Most guests of the Immortal Monks who learn of this path to immortality become monks to achieve it. And most persons born within a sect accept the offer as they know no other life. The electric tomes studied by every Immortal Monk contains their first autobiography as well as every journal they've kept throughout their many lives. However, an occurrence I've witnessed on some occasions while visiting various monasteries or traveling with Slow Caravans is what some Immortal Monks call the "final life." The average "life" of an Immortal Monk is approximately a century; if, in all of that time, an Immortal Monk cannot read all of their many autobiographies, their next incarnation will not be offered a permanent place within the sect, instead being given the best education the sect can offer and being sent out with a copy of their electric tome and whatever possessions they can carry with the next batch of missionaries.
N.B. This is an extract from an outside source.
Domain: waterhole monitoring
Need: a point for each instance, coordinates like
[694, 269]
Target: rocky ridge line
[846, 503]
This event is by far a more important event than any funeral held by the Immortal Monks. The Final Life of an Immortal Monk is when the fantasy of immortality the monks anchor themselves to is shattered. A monk leaving the cult, especially one who did not complete their study of self in the most recent "past life" is cause for a bittersweet celebration within a sect. Speeches and documents detailing the monk's contributions to the monastery over their many lives will be shared, wine and tears will flow, gifts will be bestowed upon the former monk, and a great many embraces will be held on their final night within the cult. It's strange to think these people are both centuries old and mere younglings; they are cast from the only home they know to a strange world that will not understand the true weight of the former immortal in their presence.
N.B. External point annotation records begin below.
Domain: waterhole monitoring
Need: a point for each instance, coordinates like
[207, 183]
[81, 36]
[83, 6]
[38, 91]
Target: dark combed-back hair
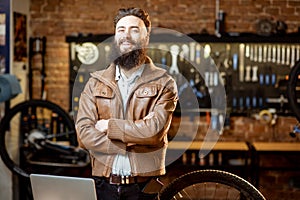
[138, 12]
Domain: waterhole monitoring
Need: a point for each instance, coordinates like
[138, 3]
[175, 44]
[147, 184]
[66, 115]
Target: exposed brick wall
[56, 19]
I saw this ceremony once on the northern ridge of the Great Plateau; the "monk" was a woman of unclear ancestry named Wilhelmina Michaels. This particular Slow Caravan had allowed her to stay as a student of their mobile university until she was 21; she was quite the mechanic and had a way with the bees kept aboard the Caravan. She was nervous about her departure but the elders of the monastery — and her educators — seemed quite confident she would do well outside their halls.

As it happens, on another trip that took me through the same region some years later, I ran into Wilhelmina, no longer a resident of the Great Plateau but of a small village west of the northern ridge. She was very valued in her community, having helped rebuild the powerplant and devise an alternative fuel scheme far cheaper than imported diesel or kerosene. She said she sold her tome — undoubtedly countless centuries of journals, invaluable wisdom from bygone ages — to a university student studying the history of the Immortal Monks. I highly doubt it holds as much value to them as it did to Wilhelmina's — she goes by "Billy" now, she told me — previous incarnations in their desperate ploy for both immortality and deep self-understanding.
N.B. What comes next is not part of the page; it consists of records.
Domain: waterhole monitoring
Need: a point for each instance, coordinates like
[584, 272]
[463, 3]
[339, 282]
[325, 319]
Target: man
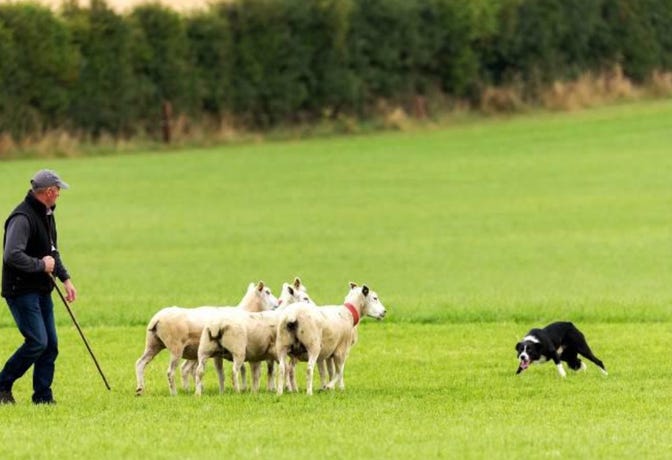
[30, 260]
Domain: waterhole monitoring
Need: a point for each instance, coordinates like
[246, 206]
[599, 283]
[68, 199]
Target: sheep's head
[292, 293]
[259, 298]
[367, 300]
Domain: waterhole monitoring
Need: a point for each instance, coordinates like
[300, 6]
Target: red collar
[355, 313]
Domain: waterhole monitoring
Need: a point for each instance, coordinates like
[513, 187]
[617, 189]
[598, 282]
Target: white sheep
[246, 336]
[179, 330]
[318, 334]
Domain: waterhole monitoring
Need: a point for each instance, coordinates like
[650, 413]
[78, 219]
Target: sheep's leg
[187, 369]
[200, 370]
[310, 367]
[293, 361]
[238, 365]
[339, 363]
[219, 367]
[270, 375]
[322, 370]
[140, 364]
[243, 376]
[282, 364]
[331, 368]
[256, 375]
[172, 366]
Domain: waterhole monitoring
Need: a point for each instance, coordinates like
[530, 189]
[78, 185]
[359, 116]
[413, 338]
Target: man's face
[52, 195]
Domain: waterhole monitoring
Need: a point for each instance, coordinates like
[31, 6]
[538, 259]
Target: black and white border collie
[560, 341]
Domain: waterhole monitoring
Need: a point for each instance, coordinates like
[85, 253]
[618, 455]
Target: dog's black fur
[560, 341]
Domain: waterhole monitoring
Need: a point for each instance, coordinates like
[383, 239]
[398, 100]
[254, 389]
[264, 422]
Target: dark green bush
[268, 62]
[104, 100]
[41, 71]
[162, 64]
[210, 41]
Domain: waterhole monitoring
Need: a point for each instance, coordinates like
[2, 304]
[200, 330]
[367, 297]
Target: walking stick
[79, 329]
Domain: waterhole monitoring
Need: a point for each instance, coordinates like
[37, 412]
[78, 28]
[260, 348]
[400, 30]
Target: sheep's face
[260, 295]
[368, 299]
[291, 294]
[268, 300]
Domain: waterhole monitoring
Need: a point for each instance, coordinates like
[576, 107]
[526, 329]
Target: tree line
[93, 71]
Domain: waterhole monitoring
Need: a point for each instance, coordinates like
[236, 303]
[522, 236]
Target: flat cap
[47, 178]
Definitely an odd bunch, but I'm no longer young. As my mission draws to a close, I am tempted to travel back to the Northern Plateau and offer myself up to a passing Slow Caravan. "Take me, o Immortal Monks, for I fear death and would offer my twilight years for a passing chance at your mechanized reincarnation!" Ha! Wouldn't that be a curious end to my travels?

Dearest Mira, I wish you could join me in my seemingly neverending mission. Perhaps someday you will. Until then, I will update you on my travels.